B M Sharma Solutions for Chapter: Circular Motion, Exercise 45: CONCEPT APPLICATION EXERCISE 9.3

A large mass $M$ and a small mass $m$ hang at the two ends of a string that passes over a smooth tube. The mass m moves around a circular path which lies in a horizontal plane. The length of the string from the mass $m$ to the top of the tube is $l$ and $\theta$ is the angle the length makes with the vertical. What should be the frequency of rotation of the mass $m$ so that the mass $M$ remains stationary?

An $900 \mathrm{kg}$ race car can drive around an unbanked turn at a maximum speed of $50 \mathrm{m} {\mathrm{s}}^{-1}$ without slipping. The turn has a radius of curvature of $200 \mathrm{m}$. Air flowing over the car exerts a downward-pointing force (called the downforce) of $11000 \mathrm{N}$ on the car.

(a) What is the coefficient of static friction between the track and the car’s tires?

(b) What would be the maximum speed if no downforce acted on the car?

A  swing ride at a carnival consists of chairs that are swung in a circle by $15.0 \mathrm{m}$ cables attached to a vertical rotating pole as the drawing shows.
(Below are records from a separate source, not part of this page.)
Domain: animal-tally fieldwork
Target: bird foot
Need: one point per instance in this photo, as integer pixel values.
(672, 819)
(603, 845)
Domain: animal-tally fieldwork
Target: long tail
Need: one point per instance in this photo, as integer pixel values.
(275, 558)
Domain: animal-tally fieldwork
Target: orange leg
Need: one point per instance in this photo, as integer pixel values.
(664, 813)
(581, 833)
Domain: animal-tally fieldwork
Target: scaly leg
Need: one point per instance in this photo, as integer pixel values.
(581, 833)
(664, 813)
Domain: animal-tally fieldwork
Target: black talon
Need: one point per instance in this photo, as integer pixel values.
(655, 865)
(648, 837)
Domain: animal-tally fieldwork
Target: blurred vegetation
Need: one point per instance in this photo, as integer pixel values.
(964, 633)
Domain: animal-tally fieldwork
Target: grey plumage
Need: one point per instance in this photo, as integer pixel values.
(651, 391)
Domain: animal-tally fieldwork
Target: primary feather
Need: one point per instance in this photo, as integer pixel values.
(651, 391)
Suppose the total mass of a chair and its occupant is $200 \mathrm{kg}$.

(a) Determine the tension in the cable attached to the chair.
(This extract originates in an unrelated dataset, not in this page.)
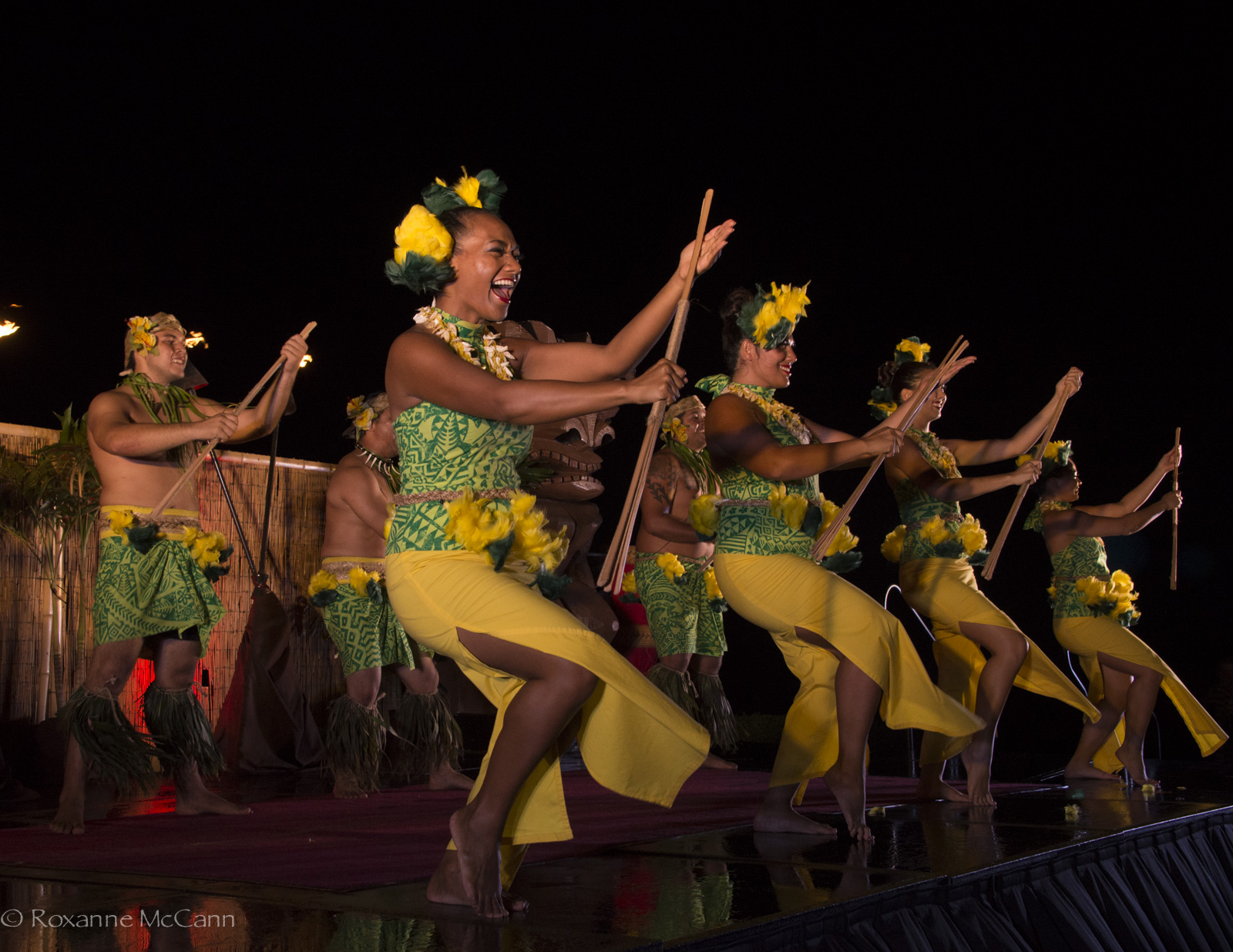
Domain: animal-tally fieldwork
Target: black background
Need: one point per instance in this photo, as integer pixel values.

(b) Find the speed of the chair.

On a banked race track, while the largest path has a radius of $175 \mathrm{m}$, the smallest circular path on which cars can move has a radius of $111 \mathrm{m}$ as the drawing illustrates. The height of the outer wall is $16 \mathrm{m}$.

(a) the smallest and

(b) the largest speed at which cars can move on this track without relying on friction.

A racetrack has the shape of an inverted cone as the drawing shows. On this surface, the cars race in circles that are parallel to the ground. For a speed of $34.0 \mathrm{m} {\mathrm{s}}^{-1}$, at what value of the distance $d$ should a driver locate his car if he wishes to stay on a circular path without depending on friction?

A particle of mass $m$ is connected with two inextensible strings $AO$ and $BO$ of equal a lengths $l$. These two strings are finally attached to a vertical rod at points $A$ and $B$ as shown in figure. Distance between $A$ and $B$ is also $l$. The setup is rotated with constant angular speed $\omega$ with rod as the axis.

(a) Find the values of $\omega$ for which the particle remains at point $B$.

(b) Find the range of values of $\omega$ for which tension $\left(T_1\right)$ in the string $AO$ is greater than $mg$ but the other string remains slack.

(C) Find the value of $\omega$ for which tension $\left(T_1\right)$ in string $AO$ is twice the tension $\left(T_2\right)$ in the string $BO$.

A sleeve $A$ can slide freely along a smooth rod bent in the shape of a half circle of radius $R$. The system is set in rotation with a constant angular velocity $\omega$ about a vertical axis $OO\text{'}$. Find the angle $\mathrm{\theta }$ corresponding to the steady position of the sleeve.

A small wedge whose base is horizontal is fixed to a vertical rod as shown in the figure. The sloping side of the wedge is frictionless and the wedge is spun with a constant angular speed $\omega$ about vertical axis as shown in the figure. Find

(a) the value of angular speed $\omega$ for which the block of mass $m$ just does not slide down the wedge, 

(b) the normal reaction on the block by wedge when block does not slip relative to wedge.